Un rapport parlementaire révèle à quel point la France a été prise au dépourvu concernant les tenants et les aboutissants de son isolement progressif au Sahel ces dernières années.

Face à la vague récente de coups d’État intervenus en Afrique, du Mali au Burkina Faso en passant par le Niger, les services secrets français se sont montrés incapables de détecter les signaux avant-coureurs. Tel est le verdict froid et sans concession d’une analyse de la situation par le haut-commandement du renseignement tricolore.

Celui-ci a en effet dressé, dans un nouveau rapport estampillé confidentiel et consulté par l’hebdomadaire Le Point, l’état des lieux de l’espionnage à la française sur le continent ces dernières années.

Il ressort de ce document d’une centaine de pages, produit par la délégation parlementaire au renseignement, que la DGSE (Direction générale de la sécurité extérieure) et la DRM (Direction du renseignement militaire) n’ont pas su anticiper les bouleversements intervenus dans la région sahélienne.

Un constat d’échec d’autant plus préoccupant que Paris en sort affaibli, perdant notamment de son influence dans ce qui était autrefois considéré comme le « pré-carré » de l’ancien colonisateur au profit de puissances telles que la Russie, la Chine ou la Turquie.

Des échecs révélateurs

« Le capitaine Traoré, on ne l’a pas détecté », avoue ainsi selon Le Point, le responsable d’un des services de renseignement aux parlementaires, en référence au putsch dans le putsch intervenu en septembre 2022 sous la houlette du capitaine Ibrahim Traoré.

Ce dernier a en effet renversé le lieutenant-colonel Paul-Henri Sandaogo Damiba, le bourreau du président démocratiquement élu Roch Marc Christian Kaboré, huit mois plutôt. Ce fut presque le même scénario quelques mois auparavant au Mali, lorsque le 24 mai 2021, le colonel Assimi Goïta déploie les armes contre le président de transition Bah N’Daw.

D’après les auteurs du rapport, malgré les informations concordantes à disposition de la DGSE en amont sur les intentions putschistes, celles-ci n’ont pas pu être exploitées efficacement.

Last but not least, les services français n’ont rien vu venir lorsque le général Abdourahamane Tiani, commandant de la garde présidentielle, a déposé en juillet 2023 au Niger, le président Mohamed Bazoum, lequel est d’ailleurs toujours détenu par les putschistes.

Des facteurs structurels et conjoncturels

Ces défaillances successives découlent de plusieurs facteurs structurels et conjoncturels. Le document parlementaire révèle un échec du renseignement humain, particulièrement au niveau des échelons intermédiaires et subalternes des « forces armées partenaires ».

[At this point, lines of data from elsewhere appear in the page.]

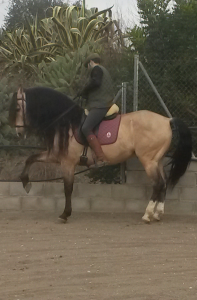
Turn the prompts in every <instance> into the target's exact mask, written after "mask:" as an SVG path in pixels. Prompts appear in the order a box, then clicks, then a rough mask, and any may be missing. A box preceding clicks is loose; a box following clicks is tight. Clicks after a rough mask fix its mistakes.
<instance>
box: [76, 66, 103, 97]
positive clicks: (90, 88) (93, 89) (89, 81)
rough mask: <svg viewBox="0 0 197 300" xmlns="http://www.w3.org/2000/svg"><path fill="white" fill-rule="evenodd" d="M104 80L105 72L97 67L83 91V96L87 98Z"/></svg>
mask: <svg viewBox="0 0 197 300" xmlns="http://www.w3.org/2000/svg"><path fill="white" fill-rule="evenodd" d="M102 78H103V70H102V69H101V68H100V67H99V66H95V67H94V68H93V70H92V72H91V74H90V80H89V82H88V84H87V85H86V86H85V87H84V88H83V90H82V91H81V93H80V94H81V96H82V97H85V96H87V94H88V93H89V91H92V90H94V89H96V88H98V87H99V86H100V85H101V82H102Z"/></svg>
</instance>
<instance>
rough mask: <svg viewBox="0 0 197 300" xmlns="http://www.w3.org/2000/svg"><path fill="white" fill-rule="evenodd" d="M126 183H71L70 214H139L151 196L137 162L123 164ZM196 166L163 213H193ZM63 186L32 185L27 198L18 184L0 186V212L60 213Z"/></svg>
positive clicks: (22, 188)
mask: <svg viewBox="0 0 197 300" xmlns="http://www.w3.org/2000/svg"><path fill="white" fill-rule="evenodd" d="M126 175H127V183H126V184H122V185H119V184H116V185H115V184H114V185H107V184H102V185H100V184H88V183H75V185H74V191H73V198H72V203H73V211H84V212H88V211H92V212H130V211H134V212H141V213H143V212H144V210H145V208H146V206H147V204H148V200H149V198H150V195H151V191H152V189H151V185H150V181H149V179H148V178H147V176H146V173H145V171H144V169H143V167H142V166H141V164H140V163H139V162H138V160H137V159H132V160H129V161H128V162H127V174H126ZM196 176H197V163H196V162H192V163H191V165H190V167H189V169H188V171H187V172H186V174H185V175H184V177H183V178H182V179H181V180H180V182H179V184H178V185H177V186H176V187H175V189H174V190H173V192H172V193H170V192H168V193H167V197H166V205H165V212H166V213H172V214H197V184H196V179H197V177H196ZM64 202H65V200H64V190H63V183H51V182H50V183H33V184H32V189H31V191H30V193H29V194H28V195H27V194H26V192H25V190H24V189H23V188H22V184H21V183H20V182H15V183H9V182H5V183H3V182H1V183H0V210H1V211H3V210H8V209H11V210H22V211H26V210H47V211H54V213H60V212H62V211H63V209H64Z"/></svg>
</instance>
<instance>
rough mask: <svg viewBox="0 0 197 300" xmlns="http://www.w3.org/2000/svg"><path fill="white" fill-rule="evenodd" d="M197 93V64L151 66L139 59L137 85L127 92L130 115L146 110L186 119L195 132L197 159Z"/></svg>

La « spontanéité » de certains événements, comme au Niger où les putschistes eux-mêmes n’avaient apparemment pas planifié leur coup d’État, a également compliqué la détection préalable.

Par ailleurs, le retrait progressif des forces françaises de la région a considérablement réduit les capacités de collecte de renseignements sur le terrain, créant des angles morts informationnels.

Enfin, le dilemme éthique et diplomatique face à d’éventuelles informations sur des coups d’État imminents – intervenir ou respecter la souveraineté des États concernés – a parfois paralysé la chaîne décisionnelle française, même lorsque des signaux faibles étaient détectés.